Divide and Distill: New Outlooks on Knowledge Distillation for Environmental Sound Classification

Abstract

Environmental sound classification (ESC) is an important research problem with a broad range of applications including audio-based surveillance, audio-visual systems, smart homes, and robotics, among others. The recently proposed vision multi-layer perceptron-mixer (MLP-mixer) has outperformed traditional deep models (CNN or ResNet) and attained new state-of-the-art performances for several computer vision applications (image/video classification and image segmentation). Following the success of MLP-mixer, in this paper, we propose a novel audio MLP-mixer (AMM) network that classifies the different types of environmental sounds. Despite the higher performance, the high computational cost (number of trainable parameters and floating point operations) prohibits deployment of the AMM model on edge for designing real-life applications. To alleviate the aforementioned issue, in this work, we present three different knowledge distillation (KD) strategies to train a compact deep network for ESC. The proposed strategies divide the input Mel-spectrogram into patches and a lightweight deep ESC model is trained in the presence of three teacher networks under the offline KD training framework.
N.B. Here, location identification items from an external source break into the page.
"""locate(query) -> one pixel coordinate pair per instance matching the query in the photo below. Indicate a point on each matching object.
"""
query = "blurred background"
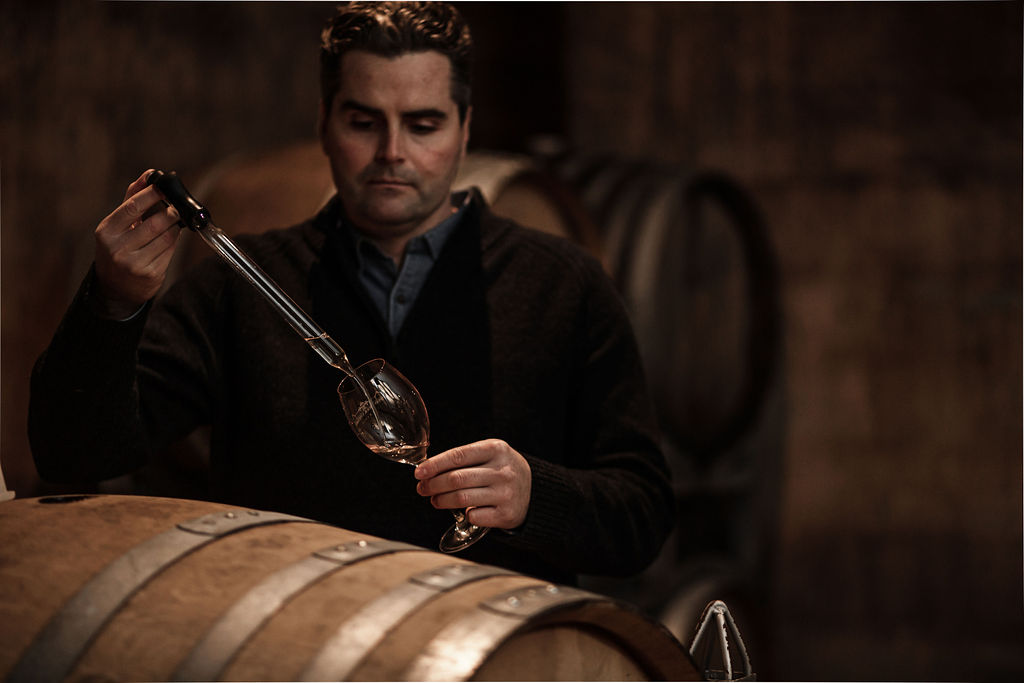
(814, 213)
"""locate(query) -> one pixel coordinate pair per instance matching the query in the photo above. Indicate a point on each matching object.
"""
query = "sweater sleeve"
(608, 509)
(107, 394)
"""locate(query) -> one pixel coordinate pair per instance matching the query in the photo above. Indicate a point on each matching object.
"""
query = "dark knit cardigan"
(516, 335)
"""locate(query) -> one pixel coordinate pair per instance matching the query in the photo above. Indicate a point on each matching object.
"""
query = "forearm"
(609, 520)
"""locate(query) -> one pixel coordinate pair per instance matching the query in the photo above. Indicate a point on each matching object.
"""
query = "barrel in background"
(691, 256)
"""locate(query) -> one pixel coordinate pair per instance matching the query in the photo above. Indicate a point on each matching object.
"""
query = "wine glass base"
(456, 539)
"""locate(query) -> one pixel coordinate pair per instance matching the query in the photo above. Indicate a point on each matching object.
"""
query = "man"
(516, 340)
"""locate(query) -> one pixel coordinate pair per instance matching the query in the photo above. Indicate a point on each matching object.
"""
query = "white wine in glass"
(387, 414)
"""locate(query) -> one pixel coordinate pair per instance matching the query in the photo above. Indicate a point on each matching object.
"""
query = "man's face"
(394, 141)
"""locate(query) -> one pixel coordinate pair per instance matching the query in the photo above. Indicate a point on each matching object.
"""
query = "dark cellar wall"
(882, 142)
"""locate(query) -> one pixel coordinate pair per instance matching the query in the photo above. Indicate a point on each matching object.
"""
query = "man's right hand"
(134, 246)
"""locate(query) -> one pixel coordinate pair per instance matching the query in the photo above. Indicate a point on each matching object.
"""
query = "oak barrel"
(143, 588)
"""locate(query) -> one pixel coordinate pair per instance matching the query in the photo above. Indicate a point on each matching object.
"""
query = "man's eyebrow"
(427, 113)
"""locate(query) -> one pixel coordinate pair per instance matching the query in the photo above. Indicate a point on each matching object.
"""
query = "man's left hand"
(489, 476)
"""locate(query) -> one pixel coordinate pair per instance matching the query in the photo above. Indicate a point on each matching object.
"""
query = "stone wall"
(883, 143)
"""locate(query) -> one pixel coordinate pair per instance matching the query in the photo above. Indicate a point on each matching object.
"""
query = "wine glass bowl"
(388, 416)
(395, 424)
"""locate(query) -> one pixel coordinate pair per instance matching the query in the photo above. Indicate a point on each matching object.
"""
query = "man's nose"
(389, 147)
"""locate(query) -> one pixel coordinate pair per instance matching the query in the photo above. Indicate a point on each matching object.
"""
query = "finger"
(467, 477)
(159, 249)
(153, 228)
(465, 498)
(138, 183)
(130, 213)
(463, 456)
Additionally, we have designed two novel loss functions for KD that are free from a temperature parameter that need to be set manually by a user as in the case of the traditional vanilla KD technique. We conducted our experiments on three benchmark ESC datasets namely ESC-10, Urbansound8k (US8K), and DCASE-2019 Task-1(A). The obtained results demonstrate the significance of utilization of proposed methods over other existing KD methods in terms of classification accuracy.